Tens of millions of working-class people have fallen into poverty and hunger or are near that edge. Stimulus money has mostly gone to big corporations. Over 160,000 small businesses have closed.  

The rich got richer

Meanwhile, the richest 500 people on the planet added $1.8 trillion to their combined wealth in 2020, accumulating a total net worth of $7.6 trillion, according to the Bloomberg Billionaires Index

Walmart and Target reported record sales. Amazon tripled its profits. Alphabet, Amazon, Apple, Facebook and Microsoft now make up 20% of the stock market’s total worth. The tech industry has achieved an unparalleled level of wealth and dominance. 

So Wall Street is having a party.

With huge injections of credit by the Federal Reserve Bank at interest rates near zero, and the massive government stimulus payments to big business, the large corporations stockpiled the government-backed money, buying back their own shares or other financial assets. The stock market rocketed to an all-time high. 

Wall Street bets on austerity, reduced wages

Wall Street’s rise is betting that the pandemic and mass unemployment, general poverty, hunger and homelessness will force workers to return to work at much lower wages. This will raise the ratio of unpaid to paid labor, leading to a higher rate of profit as business returns to normal. 

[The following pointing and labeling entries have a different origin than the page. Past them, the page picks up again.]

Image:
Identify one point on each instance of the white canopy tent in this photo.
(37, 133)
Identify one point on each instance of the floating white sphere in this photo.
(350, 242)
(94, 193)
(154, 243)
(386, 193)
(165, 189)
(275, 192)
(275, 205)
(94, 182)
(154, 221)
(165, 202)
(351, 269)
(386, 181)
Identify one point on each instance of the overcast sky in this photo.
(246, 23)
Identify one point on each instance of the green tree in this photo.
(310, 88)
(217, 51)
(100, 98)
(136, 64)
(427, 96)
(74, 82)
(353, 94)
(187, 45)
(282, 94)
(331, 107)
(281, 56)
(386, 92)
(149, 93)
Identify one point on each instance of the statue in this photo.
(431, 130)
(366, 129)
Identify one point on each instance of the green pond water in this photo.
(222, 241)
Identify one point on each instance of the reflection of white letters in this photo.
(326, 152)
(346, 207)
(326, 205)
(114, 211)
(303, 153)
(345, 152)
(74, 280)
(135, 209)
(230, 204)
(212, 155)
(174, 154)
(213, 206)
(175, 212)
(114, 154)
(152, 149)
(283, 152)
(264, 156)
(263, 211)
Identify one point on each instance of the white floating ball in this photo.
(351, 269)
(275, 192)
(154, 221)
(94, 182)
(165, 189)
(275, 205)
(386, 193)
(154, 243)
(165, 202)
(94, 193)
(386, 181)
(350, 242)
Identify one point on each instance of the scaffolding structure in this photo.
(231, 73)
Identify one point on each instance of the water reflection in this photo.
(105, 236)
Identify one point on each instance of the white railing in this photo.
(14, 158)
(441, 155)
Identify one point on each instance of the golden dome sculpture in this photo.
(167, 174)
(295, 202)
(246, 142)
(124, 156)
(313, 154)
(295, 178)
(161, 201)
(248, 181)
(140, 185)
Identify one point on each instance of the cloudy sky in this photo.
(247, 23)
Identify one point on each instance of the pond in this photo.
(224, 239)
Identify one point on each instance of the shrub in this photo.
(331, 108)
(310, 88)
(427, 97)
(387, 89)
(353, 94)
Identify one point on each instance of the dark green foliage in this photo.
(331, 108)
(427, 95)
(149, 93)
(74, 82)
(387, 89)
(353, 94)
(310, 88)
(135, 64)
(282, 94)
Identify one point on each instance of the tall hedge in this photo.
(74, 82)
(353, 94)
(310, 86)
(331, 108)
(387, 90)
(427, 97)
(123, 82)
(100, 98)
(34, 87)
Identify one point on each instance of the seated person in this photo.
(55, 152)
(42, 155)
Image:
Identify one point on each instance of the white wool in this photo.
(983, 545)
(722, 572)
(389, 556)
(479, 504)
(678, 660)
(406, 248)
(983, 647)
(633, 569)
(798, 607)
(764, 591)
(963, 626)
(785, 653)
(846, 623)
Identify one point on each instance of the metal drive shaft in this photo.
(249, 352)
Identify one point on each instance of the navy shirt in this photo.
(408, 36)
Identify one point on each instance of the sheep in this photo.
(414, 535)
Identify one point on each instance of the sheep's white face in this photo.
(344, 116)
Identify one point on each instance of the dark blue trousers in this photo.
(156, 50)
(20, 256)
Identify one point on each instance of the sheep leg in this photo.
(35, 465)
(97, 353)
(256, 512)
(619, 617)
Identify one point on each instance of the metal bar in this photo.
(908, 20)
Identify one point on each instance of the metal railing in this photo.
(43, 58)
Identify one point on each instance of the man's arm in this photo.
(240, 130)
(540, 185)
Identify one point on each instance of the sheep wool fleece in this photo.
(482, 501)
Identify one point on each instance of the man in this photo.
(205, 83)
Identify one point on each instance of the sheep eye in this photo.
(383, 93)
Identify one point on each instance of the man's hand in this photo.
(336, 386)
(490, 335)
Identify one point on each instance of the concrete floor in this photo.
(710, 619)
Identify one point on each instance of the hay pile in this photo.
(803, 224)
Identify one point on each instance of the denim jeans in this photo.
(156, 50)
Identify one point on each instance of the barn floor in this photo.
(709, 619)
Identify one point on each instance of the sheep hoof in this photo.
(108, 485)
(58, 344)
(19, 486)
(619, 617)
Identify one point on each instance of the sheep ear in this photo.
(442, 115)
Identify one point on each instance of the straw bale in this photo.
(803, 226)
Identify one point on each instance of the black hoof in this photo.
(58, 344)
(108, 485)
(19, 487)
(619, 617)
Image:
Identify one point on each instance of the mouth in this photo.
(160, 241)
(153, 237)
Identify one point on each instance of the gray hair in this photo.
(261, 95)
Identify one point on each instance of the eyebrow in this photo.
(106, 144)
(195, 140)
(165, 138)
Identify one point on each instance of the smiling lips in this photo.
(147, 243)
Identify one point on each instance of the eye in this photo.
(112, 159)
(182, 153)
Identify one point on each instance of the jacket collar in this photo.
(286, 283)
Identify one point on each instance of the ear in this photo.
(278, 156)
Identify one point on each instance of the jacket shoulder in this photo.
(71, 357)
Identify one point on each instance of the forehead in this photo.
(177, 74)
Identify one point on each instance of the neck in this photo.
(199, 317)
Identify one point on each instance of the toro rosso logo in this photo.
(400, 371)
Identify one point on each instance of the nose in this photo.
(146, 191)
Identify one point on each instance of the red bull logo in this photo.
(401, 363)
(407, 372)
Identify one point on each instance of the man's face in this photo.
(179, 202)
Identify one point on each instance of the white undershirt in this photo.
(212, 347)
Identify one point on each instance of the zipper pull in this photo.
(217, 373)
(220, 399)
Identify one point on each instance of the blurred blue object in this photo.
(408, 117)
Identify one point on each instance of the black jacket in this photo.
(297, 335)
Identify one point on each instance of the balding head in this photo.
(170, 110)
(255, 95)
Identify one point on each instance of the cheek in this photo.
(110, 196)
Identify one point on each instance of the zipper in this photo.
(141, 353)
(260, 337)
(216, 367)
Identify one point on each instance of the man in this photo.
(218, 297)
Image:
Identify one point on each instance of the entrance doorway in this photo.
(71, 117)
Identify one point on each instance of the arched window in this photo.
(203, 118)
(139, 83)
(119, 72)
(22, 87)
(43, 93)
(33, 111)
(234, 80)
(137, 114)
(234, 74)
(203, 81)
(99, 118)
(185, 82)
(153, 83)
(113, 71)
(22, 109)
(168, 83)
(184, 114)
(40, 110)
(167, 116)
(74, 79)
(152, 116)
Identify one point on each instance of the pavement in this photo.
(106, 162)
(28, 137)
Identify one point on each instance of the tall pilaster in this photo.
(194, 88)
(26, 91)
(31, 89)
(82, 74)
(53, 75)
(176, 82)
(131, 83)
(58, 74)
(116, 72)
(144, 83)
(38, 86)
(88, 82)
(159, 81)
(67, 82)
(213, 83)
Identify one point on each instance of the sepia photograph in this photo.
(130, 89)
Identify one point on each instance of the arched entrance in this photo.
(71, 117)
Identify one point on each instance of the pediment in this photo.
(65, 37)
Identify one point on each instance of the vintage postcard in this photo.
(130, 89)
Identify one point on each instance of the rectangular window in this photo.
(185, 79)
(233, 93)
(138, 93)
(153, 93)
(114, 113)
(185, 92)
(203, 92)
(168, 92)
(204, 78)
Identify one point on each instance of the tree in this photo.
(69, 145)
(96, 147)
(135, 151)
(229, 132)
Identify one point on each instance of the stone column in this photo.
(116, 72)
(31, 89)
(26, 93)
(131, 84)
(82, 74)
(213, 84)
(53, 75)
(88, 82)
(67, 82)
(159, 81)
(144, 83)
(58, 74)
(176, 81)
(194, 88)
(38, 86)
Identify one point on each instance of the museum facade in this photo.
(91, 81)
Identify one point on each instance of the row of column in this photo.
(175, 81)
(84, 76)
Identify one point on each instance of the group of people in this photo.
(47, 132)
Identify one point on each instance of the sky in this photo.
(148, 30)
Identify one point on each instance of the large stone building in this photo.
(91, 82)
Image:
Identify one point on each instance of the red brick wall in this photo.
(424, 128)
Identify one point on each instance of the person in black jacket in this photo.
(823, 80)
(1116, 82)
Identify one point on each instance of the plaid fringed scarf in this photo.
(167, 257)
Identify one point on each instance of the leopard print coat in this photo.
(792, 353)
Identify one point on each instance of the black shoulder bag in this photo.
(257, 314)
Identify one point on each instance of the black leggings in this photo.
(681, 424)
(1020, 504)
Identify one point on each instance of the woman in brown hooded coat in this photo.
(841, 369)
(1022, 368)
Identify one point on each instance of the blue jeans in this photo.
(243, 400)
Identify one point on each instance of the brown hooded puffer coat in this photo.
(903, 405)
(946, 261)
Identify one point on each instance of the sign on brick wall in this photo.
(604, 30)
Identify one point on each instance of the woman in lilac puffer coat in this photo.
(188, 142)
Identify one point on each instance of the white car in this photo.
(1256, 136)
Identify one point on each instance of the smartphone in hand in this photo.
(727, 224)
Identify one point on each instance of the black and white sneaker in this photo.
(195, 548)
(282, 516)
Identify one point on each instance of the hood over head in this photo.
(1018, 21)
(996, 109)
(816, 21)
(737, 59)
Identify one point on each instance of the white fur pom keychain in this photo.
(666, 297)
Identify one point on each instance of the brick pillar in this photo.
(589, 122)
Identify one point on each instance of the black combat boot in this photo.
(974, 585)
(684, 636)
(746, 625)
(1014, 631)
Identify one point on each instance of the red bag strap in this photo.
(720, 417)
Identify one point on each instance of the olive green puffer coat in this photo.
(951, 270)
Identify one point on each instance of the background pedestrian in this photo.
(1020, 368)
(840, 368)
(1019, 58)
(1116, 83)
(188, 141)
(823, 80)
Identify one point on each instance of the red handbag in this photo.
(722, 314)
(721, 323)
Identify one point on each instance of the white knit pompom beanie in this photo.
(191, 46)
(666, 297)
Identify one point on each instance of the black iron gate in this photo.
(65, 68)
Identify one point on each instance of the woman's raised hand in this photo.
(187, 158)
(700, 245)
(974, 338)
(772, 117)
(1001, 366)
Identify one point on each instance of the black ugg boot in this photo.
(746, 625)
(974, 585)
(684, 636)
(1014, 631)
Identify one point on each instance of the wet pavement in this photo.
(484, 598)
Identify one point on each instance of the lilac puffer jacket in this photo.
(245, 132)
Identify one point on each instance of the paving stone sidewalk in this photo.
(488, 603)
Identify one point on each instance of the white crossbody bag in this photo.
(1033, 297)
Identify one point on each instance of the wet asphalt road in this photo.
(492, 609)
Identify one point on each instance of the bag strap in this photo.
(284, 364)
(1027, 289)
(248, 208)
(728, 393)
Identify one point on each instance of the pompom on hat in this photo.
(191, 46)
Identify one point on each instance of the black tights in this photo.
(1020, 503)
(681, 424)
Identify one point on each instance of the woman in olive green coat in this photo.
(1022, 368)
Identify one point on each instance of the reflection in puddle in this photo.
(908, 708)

Then Wall Street expects that dividends will rise and with it stock market prices. In anticipation of the good times they see coming — for the capitalists, that is — stock market speculators have bid up the prices of stocks.

In the 1920s after the end of the “Spanish” flu epidemic — it actually first appeared in the U.S. — the stock market shot up to new highs, much like what is happening now. Profit rises were even higher, as productivity substantially exceeded real wages. Wealth inequality soared to the greatest level ever seen, with 0.01% owning 25% of the total wealth in the U.S. That was an inequality level not seen since — until now. Some call it the return of the Roaring Twenties. 

Of course, the Roaring Twenties ended with the Great Crash in the stock market of 1929-1930 and the ensuing Great Depression of the 1930s. 

Inequality of wealth and income, poverty, homelessness and hunger rule the land while the stock market booms. That’s the current Roaring Twenties.